Paris Hilton wipes her eyes after speaking at a committee hearing at the Utah State Capitol, Monday, Feb. 8, 2021, in Salt Lake City. Hilton has been speaking out about abuse she says she suffered at a boarding school in Utah in the 1990s and she testified in front of state lawmakers weighing new regulations for the industry.

Paris Hilton wipes her eyes after talking at a committee listening to at the Utah State Capitol, Monday, Feb. 8, 2021, in Salt Lake City. Hilton has been talking out about abuse she says she suffered at a boarding college in Utah in the Nineteen Nineties and he or she testified in entrance of state lawmakers weighing new rules for the trade.
(AP Photo/Rick Bowmer)

Hilton additionally mentioned the dying of 16-year-old Cornelius Frederick, whose passing at a Michigan facility was deemed a murder to name on the Biden administration to lastly take action on the 2008 report. 

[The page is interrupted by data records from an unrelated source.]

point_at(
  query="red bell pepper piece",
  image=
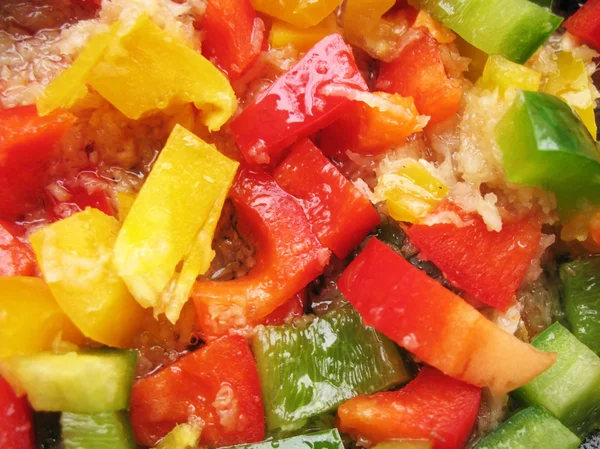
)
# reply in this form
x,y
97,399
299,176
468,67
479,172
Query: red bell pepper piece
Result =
x,y
16,258
27,143
233,35
440,328
419,72
85,190
585,23
290,309
340,215
289,256
487,265
218,384
16,420
295,105
433,407
374,127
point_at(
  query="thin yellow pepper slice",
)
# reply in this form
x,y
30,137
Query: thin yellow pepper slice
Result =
x,y
30,318
173,220
502,74
410,191
300,13
141,70
301,39
75,255
572,84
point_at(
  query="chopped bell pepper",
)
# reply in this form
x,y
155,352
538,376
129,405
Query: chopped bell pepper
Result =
x,y
217,384
295,105
373,124
308,370
27,143
502,74
172,219
433,407
289,256
419,72
488,265
437,326
532,427
233,35
74,255
572,84
16,258
545,145
302,39
410,191
16,420
141,71
581,298
569,390
299,13
585,23
30,318
340,215
514,29
183,436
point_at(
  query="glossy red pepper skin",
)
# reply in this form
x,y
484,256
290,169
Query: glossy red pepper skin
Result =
x,y
296,105
217,383
16,420
289,256
433,407
340,215
585,24
419,72
27,142
16,258
437,326
233,35
487,265
85,190
292,308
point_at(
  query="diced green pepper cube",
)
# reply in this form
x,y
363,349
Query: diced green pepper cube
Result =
x,y
544,144
514,29
308,370
102,431
531,428
327,439
581,292
570,389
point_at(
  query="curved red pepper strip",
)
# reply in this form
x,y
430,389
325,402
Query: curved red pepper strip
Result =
x,y
340,215
432,407
295,104
27,142
289,257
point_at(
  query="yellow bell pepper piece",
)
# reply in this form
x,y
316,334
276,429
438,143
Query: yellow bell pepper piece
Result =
x,y
410,191
142,70
75,255
173,220
300,13
572,84
124,203
362,19
301,39
502,74
30,318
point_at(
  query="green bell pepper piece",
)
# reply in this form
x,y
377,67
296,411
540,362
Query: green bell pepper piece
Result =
x,y
544,144
581,293
308,370
570,389
514,29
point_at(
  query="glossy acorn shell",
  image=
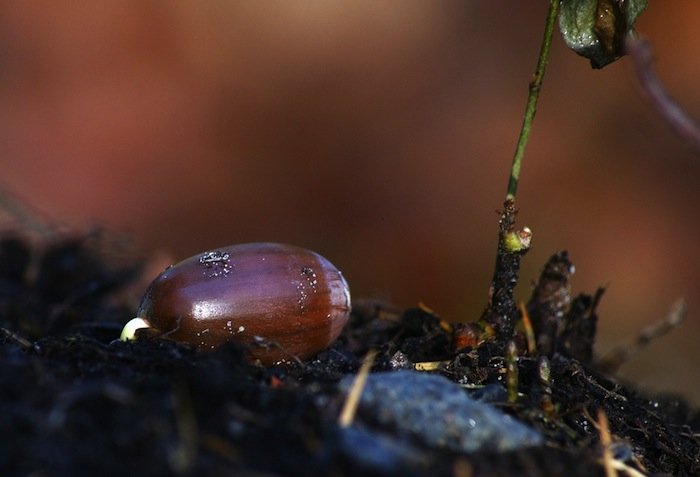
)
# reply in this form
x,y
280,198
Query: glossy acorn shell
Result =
x,y
279,300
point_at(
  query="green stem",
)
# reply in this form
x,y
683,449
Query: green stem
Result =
x,y
532,97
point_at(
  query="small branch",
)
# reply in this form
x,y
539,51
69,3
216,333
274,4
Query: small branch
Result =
x,y
532,97
619,355
640,51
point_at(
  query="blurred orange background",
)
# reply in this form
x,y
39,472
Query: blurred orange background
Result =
x,y
377,133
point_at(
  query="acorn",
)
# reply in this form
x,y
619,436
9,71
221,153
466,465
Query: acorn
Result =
x,y
282,302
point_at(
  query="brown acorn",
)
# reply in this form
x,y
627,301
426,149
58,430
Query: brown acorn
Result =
x,y
283,302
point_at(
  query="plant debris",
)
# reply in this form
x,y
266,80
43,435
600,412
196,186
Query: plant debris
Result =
x,y
77,401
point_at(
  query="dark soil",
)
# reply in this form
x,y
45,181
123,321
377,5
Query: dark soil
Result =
x,y
76,401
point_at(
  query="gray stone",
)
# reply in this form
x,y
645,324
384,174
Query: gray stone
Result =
x,y
434,410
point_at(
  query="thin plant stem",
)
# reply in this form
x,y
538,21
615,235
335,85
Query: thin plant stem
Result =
x,y
532,97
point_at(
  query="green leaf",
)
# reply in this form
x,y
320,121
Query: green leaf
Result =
x,y
597,29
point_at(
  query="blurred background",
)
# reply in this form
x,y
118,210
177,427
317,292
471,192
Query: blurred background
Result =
x,y
377,133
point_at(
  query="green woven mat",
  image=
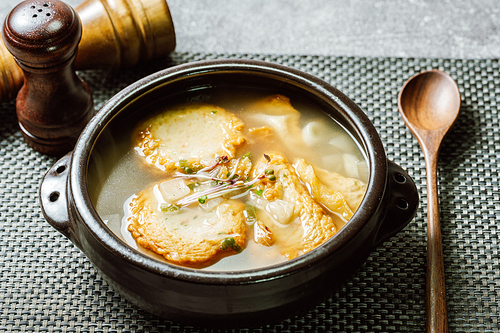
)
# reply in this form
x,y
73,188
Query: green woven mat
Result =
x,y
48,285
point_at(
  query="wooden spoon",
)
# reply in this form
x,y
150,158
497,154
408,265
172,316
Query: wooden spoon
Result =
x,y
429,103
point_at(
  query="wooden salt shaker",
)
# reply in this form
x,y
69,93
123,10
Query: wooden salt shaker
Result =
x,y
54,104
116,34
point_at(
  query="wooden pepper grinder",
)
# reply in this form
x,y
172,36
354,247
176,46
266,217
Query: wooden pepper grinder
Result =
x,y
54,104
116,34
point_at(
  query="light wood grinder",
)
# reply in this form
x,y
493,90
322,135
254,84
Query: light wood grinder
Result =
x,y
46,44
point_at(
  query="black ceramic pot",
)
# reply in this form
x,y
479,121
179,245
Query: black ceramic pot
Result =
x,y
240,298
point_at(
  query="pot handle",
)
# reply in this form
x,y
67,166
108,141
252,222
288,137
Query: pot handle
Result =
x,y
402,201
53,197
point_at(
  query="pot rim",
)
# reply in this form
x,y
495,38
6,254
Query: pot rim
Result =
x,y
83,206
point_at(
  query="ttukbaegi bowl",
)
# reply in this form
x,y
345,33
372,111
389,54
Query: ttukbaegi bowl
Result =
x,y
236,298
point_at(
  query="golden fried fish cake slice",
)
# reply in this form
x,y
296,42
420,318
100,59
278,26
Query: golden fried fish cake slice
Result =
x,y
194,237
189,136
306,224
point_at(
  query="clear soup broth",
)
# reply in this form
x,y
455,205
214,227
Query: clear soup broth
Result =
x,y
278,168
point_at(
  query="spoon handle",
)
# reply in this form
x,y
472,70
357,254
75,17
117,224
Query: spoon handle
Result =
x,y
437,318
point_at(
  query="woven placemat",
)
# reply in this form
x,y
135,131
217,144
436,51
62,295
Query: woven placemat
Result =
x,y
48,285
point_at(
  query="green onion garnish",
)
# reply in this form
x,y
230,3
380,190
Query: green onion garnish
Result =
x,y
230,243
202,199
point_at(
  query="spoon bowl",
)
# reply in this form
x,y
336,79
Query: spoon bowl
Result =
x,y
429,103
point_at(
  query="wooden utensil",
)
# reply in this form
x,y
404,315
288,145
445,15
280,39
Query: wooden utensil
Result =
x,y
429,103
116,33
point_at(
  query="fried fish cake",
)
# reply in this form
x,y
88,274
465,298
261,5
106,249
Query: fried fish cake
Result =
x,y
300,223
194,236
189,136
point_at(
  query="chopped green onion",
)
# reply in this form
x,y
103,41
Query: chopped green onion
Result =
x,y
194,185
169,208
230,243
251,212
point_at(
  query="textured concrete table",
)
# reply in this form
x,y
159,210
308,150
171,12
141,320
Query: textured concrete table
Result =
x,y
386,28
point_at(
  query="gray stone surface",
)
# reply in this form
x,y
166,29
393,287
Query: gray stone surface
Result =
x,y
386,28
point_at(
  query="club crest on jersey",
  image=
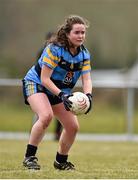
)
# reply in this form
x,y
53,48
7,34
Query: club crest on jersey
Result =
x,y
68,78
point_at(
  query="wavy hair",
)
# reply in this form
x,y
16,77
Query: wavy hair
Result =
x,y
60,37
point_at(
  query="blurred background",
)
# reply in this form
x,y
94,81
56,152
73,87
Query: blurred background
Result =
x,y
112,39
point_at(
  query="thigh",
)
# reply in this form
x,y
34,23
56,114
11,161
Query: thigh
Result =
x,y
39,103
66,118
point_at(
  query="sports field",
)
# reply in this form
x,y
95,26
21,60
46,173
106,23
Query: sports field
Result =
x,y
92,160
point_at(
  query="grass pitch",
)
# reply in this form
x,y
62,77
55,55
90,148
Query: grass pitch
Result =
x,y
92,160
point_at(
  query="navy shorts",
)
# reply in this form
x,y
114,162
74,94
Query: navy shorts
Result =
x,y
30,87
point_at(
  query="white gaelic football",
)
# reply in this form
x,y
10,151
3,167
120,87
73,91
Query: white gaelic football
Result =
x,y
80,103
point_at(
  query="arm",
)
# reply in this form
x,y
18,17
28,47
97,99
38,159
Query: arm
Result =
x,y
87,88
87,83
46,81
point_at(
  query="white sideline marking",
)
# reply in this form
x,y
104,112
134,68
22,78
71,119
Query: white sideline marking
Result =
x,y
80,137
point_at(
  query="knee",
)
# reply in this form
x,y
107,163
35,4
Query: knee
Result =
x,y
45,119
73,128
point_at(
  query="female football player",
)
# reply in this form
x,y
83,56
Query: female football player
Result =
x,y
49,83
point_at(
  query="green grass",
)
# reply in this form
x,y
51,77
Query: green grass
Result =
x,y
103,118
92,160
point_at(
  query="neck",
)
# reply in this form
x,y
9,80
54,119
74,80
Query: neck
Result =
x,y
73,50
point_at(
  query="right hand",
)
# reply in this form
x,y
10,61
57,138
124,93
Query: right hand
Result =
x,y
64,97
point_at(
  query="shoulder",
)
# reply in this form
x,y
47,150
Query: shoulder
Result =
x,y
86,52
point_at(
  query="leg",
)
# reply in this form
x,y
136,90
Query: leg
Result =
x,y
70,125
41,106
58,129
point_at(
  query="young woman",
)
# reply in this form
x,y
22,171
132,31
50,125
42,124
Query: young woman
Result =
x,y
48,84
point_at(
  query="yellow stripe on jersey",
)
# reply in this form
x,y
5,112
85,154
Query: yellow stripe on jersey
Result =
x,y
55,58
49,61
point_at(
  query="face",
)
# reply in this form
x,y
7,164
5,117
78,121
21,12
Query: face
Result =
x,y
77,35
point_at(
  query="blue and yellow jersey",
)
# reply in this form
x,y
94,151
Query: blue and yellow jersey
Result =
x,y
66,67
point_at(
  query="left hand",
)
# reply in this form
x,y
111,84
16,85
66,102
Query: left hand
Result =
x,y
90,100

“Congress and President Biden need to enact a basic federal ‘bill of rights’ for youths in congregate care. Every child placed in these facilities should have a right to a safe, humane environment, free from threats and practices of solitary confinement, and physical or chemical restraint at the whim of staff,” she wrote. “Had such rights existed and been enforced, I and countless other survivors could have been spared the abuse and trauma that have haunted us into adulthood.”

“Ensuring that children, including at-risk children, are safe from institutional abuse, neglect and coercion isn’t a Republican or Democratic issue — it’s a basic human rights issue that requires immediate action. Those in power have an obligation to protect the powerless,” Hilton wrote.